There have been more than 1,500 overdose deaths in Vancouver since the public health crisis was declared in April 2016, said Stewart, and 2020 has been the worst year so far.
Dr. Patricia Daly, chief medical health officer for Vancouver Coastal Health, said during the news conference that the COVID-19 pandemic has worsened the crisis, disrupting and intensifying toxicity in the supply of illicit drugs and interrupting harm reduction and treatment services.
“The substances now on the street are even more toxic than they were before the pandemic,” she said.
“It’s really crucial that in the midst of responding to the pandemic, we must respond to the worsening opioid overdose crisis.”
Daly said decriminalization alone won’t solve the crisis, but it would go hand in hand with expanded harm reduction and treatment services, including the province’s safe supply program.

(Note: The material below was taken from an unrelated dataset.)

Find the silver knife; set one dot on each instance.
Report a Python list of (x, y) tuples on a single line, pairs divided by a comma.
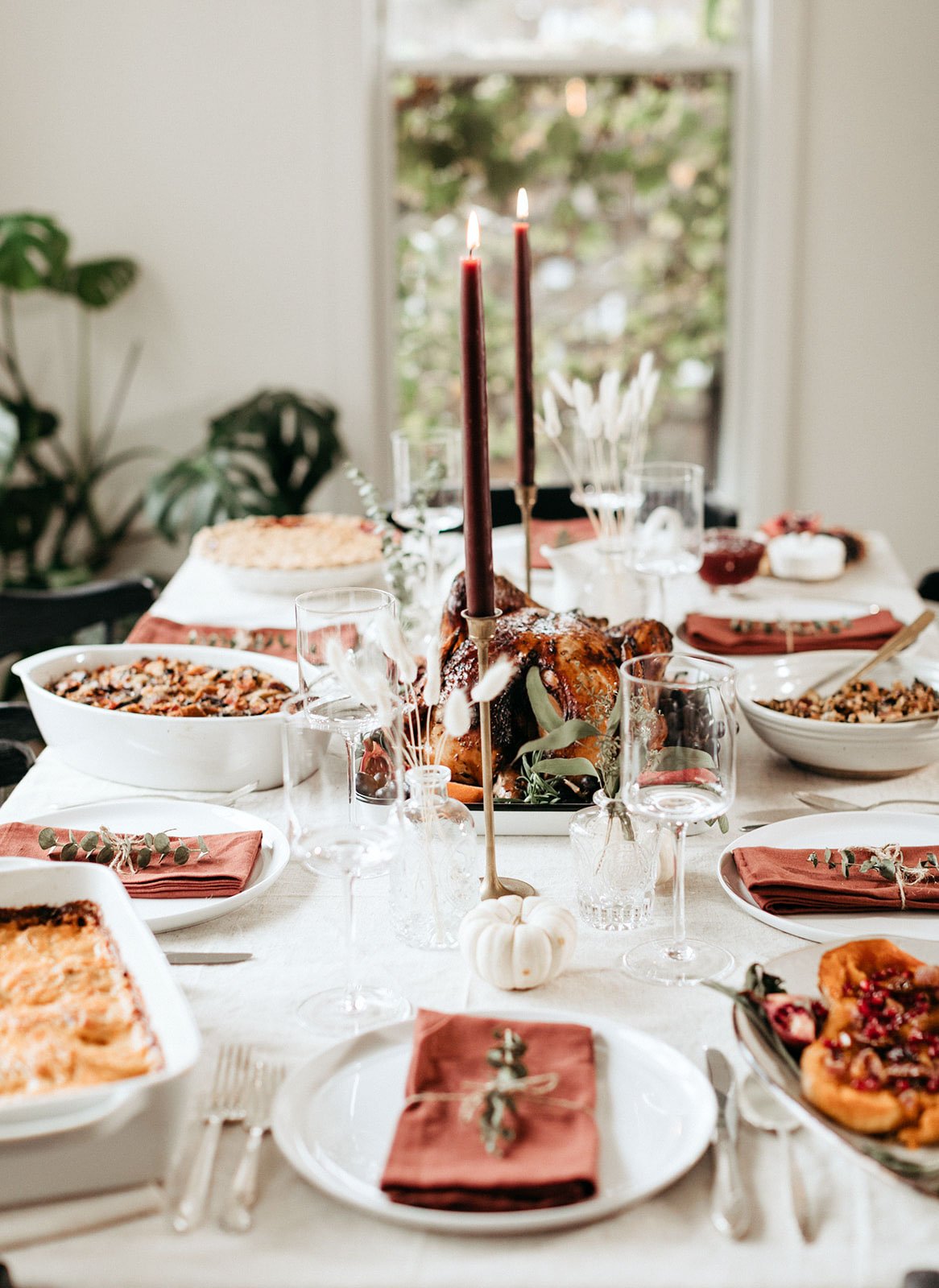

Provincial health officer Dr. Bonnie Henry issued a public health order in September that expanded the range of health professionals allowed to prescribe safe alternatives to street drugs for people at risk of overdose.
Daly said her office recommended decriminalization of simple possession in a 2018 report and Henry has also called for the change.
Earlier this year, Premier John Horgan wrote to the prime minister urging Ottawa to take steps toward the decriminalization of simple possession, while the Canadian Association of Chiefs of Police also voiced its support for the idea earlier this year.
If Stewart’s motion is successful and Ottawa approves, the mayor said there would be an information campaign aimed not only at those who are directly affected by the change, but also at the general public in order to explain how decriminalization would save and improve people’s lives across the city.
In May, Vancouver-based Pivot Legal Society, the Canadian Drug Policy Coalition and the HIV Legal Network called on the federal government to use the same exemption power that would decriminalize simple possession across the country.
In a statement commending Stewart’s move, the three groups say more than 170 civil society organizations have endorsed that call.